TransKit is a pharmacokinetic simulation library specifically tailored for transgender hormone therapy. It provides a set of low level tools that transgender people can use to understand, manage, and control their hormonal transitions. It is one component of Tilia, and is designed as an open source library that can be used by other projects supporting the transgender community. In its current state it should be considered experimental, but already contains a number of tools that can be useful (and have been useful to the author).
Currently the easiest way to access this library is through a Jupyter Notebook, documented below.
All dependencies are handled using Poetry, and are specified in the project's pyproject.toml
file.
All the dependencies you need to work with these notebooks will be installed in a virtualenv specifically for this project using:
> poetry install -D
If you don't want to follow the steps manually, you can also run the ./tools/install.sh
script.
To start Jupyter, run:
> poetry run jupyter lab
notebooks/TransKit.ipynb
is a notebook using sample injections data demonstrating basic usage.
I keep my own hormonal data in a different repository, checked out in a parallel directory to this one. My directory structure looks like this:
hormones/
my/
Estradiol.ipynb -- personal notebook
transition.py -- my injections data
transkit/
notebooks/
TransKit.ipynb
...
tools/
lab.sh
publish.sh
...
...
transkit-pages/
<html files>
To start Jupyter so that it can access both directories, you can run the ./tools/lab.sh
script.
To cut an html release of the notebooks for publishing, run the ./tools/publish.sh
script.
It outputs the html files to the ../trankit-pages
directory, and expects that to exist.
TransKit uses Pytest for running tests. You can run all the tests using:
> poetry run pytest
And you can generate a pretty code coverage report with:
> poetry run pytest --cov-report html --cov=transkit
We use Black for code formatting and Flake8 for linting. They're required and are set up to run in a pre-commit hook.

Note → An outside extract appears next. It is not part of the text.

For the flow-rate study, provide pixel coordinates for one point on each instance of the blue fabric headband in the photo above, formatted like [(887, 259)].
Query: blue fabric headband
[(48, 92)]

After installing dependencies with poetry, run:
> poetry run pre-commit install
Then, all the required checks will run before you can commit. You can also manually run them with:
> poetry run pre-commit run --all-files
We also use jupytext to allow Jupyter notebooks to be represented as plain-text markdown files.
The notebooks/*.md
files represent the input text of each notebook.
The notebooks/*.ipynb
notebook files are paired with them and represent the full notebook, including output.
You can open either in Jupyter Lab and the changes will be synced between them.
We commit both files to benefit from the usable diffs of markdown files, and from the accessible viewing of the ipynb files.
The pre-commit hook ensures that they are in sync.